Abstract

An increasing number of manufacturing organizations are placing direct emphasis on operations improvement as a means of achieving competitive success. Small and medium enterprises (SMEs), however, generally lack the resources in capital, time and expertise to implement business process re-engineering (BPR), as has been advocated by a number of authors. This paper presents a comparative analysis of continuous improvement (CI) versus BPR approaches to operational change. Change implies risk, and SMEs naturally require a means for establishing levels of uncertainty and net return. Equally, the performance measures adopted by these two (respectively, bottom-up and top-down) approaches differ significantly and normally defy direct comparison.
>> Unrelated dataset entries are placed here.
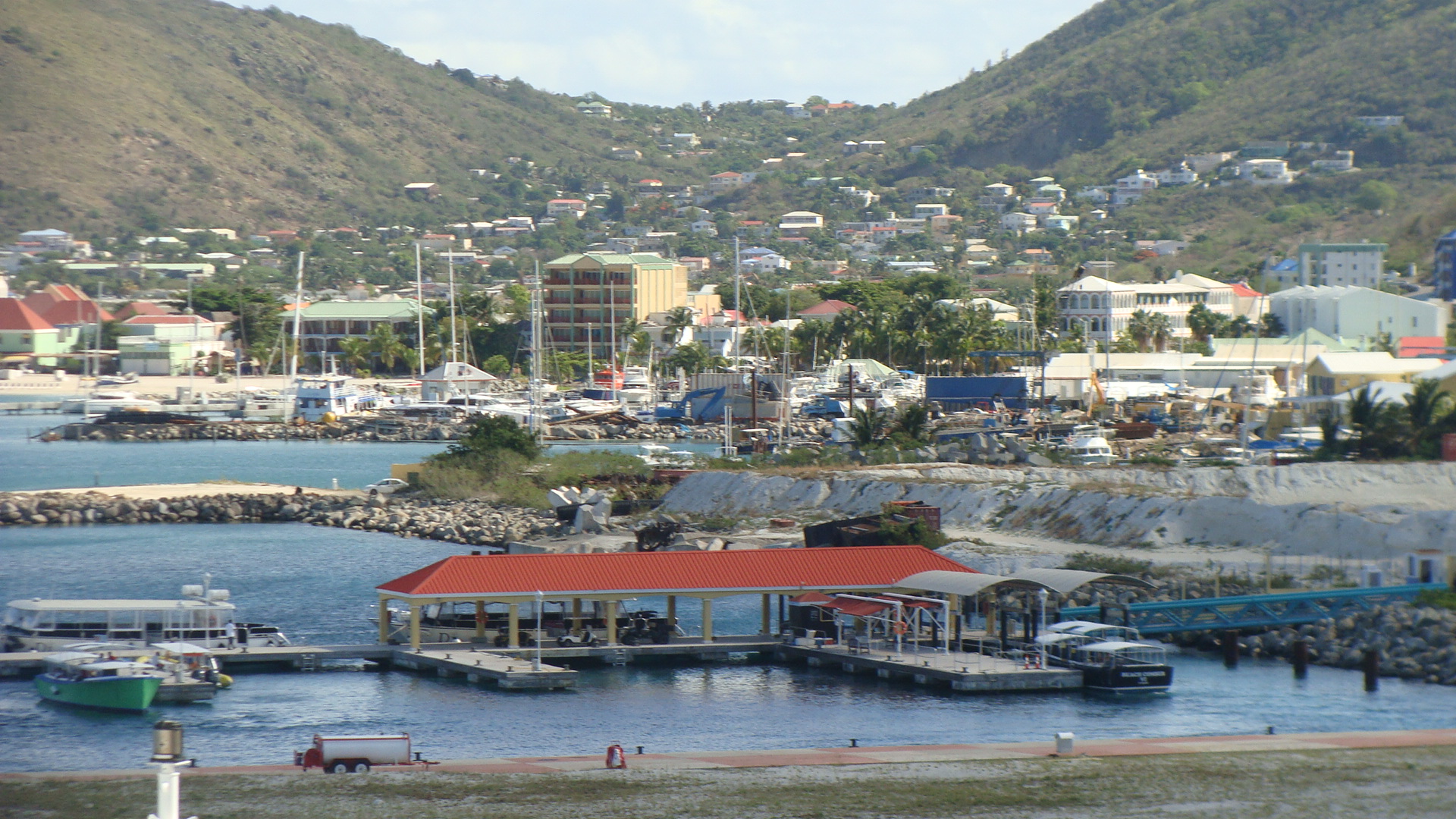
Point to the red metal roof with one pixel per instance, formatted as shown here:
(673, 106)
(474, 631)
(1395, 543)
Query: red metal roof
(658, 573)
(15, 315)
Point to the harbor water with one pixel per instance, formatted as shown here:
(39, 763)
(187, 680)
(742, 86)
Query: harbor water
(36, 465)
(318, 585)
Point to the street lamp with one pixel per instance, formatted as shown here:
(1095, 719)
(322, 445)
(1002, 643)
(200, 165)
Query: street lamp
(166, 754)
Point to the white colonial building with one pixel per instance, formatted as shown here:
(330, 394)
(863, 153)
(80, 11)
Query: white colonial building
(1357, 316)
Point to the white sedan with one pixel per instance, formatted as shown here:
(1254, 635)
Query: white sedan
(386, 487)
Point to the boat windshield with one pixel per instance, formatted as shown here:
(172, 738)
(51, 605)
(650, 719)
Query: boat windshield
(1125, 653)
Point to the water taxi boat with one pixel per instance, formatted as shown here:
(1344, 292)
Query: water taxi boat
(92, 681)
(202, 617)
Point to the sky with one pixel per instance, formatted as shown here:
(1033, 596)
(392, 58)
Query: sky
(674, 52)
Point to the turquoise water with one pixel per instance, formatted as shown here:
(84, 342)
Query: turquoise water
(33, 465)
(316, 585)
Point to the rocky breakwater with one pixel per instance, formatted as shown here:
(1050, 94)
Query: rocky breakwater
(469, 522)
(1370, 510)
(1413, 642)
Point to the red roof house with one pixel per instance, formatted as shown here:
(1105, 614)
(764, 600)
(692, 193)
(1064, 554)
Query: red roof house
(623, 575)
(826, 309)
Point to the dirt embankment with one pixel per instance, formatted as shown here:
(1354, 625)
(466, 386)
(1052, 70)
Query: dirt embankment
(1363, 510)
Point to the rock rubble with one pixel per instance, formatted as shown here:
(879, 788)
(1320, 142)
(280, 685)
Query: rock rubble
(469, 522)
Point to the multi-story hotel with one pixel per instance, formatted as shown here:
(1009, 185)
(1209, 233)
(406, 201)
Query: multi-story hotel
(585, 295)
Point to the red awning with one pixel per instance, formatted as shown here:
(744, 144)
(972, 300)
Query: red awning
(859, 608)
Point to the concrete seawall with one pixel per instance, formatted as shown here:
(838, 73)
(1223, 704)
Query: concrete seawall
(1369, 510)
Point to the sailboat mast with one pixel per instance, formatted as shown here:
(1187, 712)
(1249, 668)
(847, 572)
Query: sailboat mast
(453, 343)
(419, 311)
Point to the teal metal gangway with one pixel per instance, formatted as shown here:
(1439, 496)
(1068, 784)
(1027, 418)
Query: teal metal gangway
(1251, 611)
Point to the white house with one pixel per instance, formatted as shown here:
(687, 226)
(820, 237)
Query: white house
(1181, 175)
(800, 222)
(574, 209)
(1018, 222)
(1357, 316)
(1266, 171)
(1131, 187)
(1104, 308)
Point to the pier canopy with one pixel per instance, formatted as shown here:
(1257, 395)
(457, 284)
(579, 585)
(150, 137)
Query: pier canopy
(622, 576)
(1068, 580)
(631, 575)
(965, 583)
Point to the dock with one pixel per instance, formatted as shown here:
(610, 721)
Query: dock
(963, 670)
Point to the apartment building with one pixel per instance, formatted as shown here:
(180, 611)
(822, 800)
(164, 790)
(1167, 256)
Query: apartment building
(585, 295)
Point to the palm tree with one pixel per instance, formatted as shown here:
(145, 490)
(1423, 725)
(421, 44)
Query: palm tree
(677, 321)
(1239, 327)
(1424, 409)
(1141, 330)
(354, 350)
(868, 426)
(384, 343)
(1204, 324)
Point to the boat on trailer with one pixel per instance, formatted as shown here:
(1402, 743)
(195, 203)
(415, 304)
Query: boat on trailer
(1111, 657)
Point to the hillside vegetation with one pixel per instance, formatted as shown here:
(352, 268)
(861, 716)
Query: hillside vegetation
(162, 112)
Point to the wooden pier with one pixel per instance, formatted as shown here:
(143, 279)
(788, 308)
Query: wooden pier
(982, 673)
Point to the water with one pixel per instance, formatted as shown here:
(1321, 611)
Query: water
(33, 465)
(316, 585)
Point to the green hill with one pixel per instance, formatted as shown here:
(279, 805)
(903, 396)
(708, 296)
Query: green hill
(164, 112)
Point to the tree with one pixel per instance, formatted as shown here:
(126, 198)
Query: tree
(354, 350)
(868, 426)
(488, 438)
(498, 366)
(1272, 325)
(1424, 410)
(677, 321)
(1375, 196)
(386, 344)
(1204, 324)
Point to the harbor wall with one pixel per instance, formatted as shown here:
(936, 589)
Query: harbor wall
(1365, 510)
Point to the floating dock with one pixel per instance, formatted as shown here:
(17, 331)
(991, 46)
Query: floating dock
(962, 670)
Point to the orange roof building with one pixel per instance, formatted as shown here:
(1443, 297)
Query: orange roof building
(620, 576)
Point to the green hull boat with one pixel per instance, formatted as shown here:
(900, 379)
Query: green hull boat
(107, 686)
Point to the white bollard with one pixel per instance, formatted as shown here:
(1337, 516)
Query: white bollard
(1065, 744)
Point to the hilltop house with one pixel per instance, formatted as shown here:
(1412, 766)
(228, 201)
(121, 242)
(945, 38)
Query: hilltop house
(25, 337)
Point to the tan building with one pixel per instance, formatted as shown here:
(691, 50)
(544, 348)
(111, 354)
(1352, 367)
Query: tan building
(587, 293)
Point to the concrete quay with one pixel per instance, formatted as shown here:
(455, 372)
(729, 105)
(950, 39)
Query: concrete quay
(981, 673)
(842, 755)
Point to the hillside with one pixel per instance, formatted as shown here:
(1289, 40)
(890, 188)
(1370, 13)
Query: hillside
(159, 112)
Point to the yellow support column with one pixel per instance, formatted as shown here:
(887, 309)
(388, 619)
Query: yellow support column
(384, 627)
(952, 621)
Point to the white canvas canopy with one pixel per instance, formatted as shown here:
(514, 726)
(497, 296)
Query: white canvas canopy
(864, 369)
(453, 378)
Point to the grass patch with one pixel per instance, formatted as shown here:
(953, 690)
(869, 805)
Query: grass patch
(1408, 781)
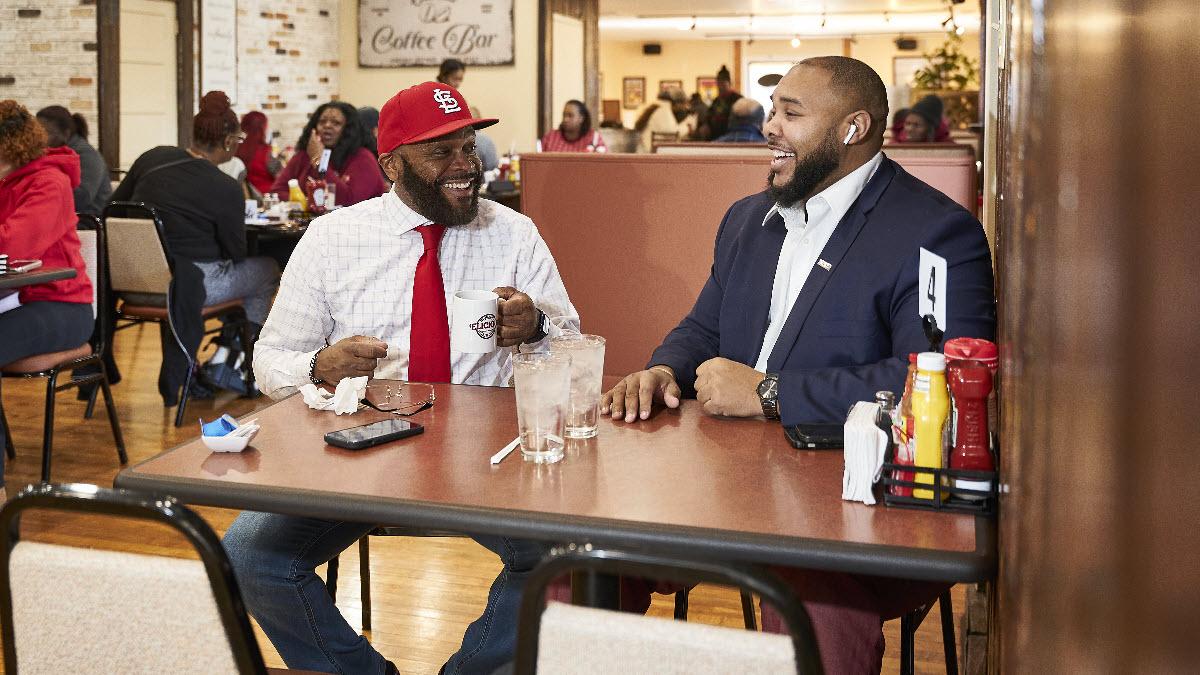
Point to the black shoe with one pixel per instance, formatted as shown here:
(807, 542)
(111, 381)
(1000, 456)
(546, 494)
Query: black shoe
(225, 376)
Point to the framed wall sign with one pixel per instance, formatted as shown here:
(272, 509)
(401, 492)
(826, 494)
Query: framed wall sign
(425, 33)
(219, 47)
(633, 93)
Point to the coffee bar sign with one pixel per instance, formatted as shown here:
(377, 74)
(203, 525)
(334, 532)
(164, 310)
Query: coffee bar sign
(424, 33)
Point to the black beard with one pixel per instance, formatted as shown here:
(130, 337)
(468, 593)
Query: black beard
(810, 171)
(431, 203)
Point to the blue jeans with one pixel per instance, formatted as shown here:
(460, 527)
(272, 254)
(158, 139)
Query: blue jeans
(274, 559)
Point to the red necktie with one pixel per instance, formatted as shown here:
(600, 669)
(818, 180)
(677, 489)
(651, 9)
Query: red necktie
(429, 341)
A dynamic systems simulation is developed from a case study within the plastics industry and is used to evaluate the implementation of either varying levels of improvement or natural processes in the case of BPR. Although it is an industry-specific model, the approach raises several implications. Of specific interest is the trade-off between performance improvement and cost, time frame and risk. Attention is also focused on evaluation of the threshold at which the two philosophies overlap and the point at which companies may make the transition between the two philosophies. The paper goes on to evaluate the decrease in the return of investment (ROI), as improvements impinge on other stages within the process, creating up- and downstream bottlenecks. It also evaluates the level of a single ‘natural process’, as a means of costing BPR implementation. The paper concludes with the definition of ROI curves, which are intended to inform SMEs in the selection of appropriate improvement strategies.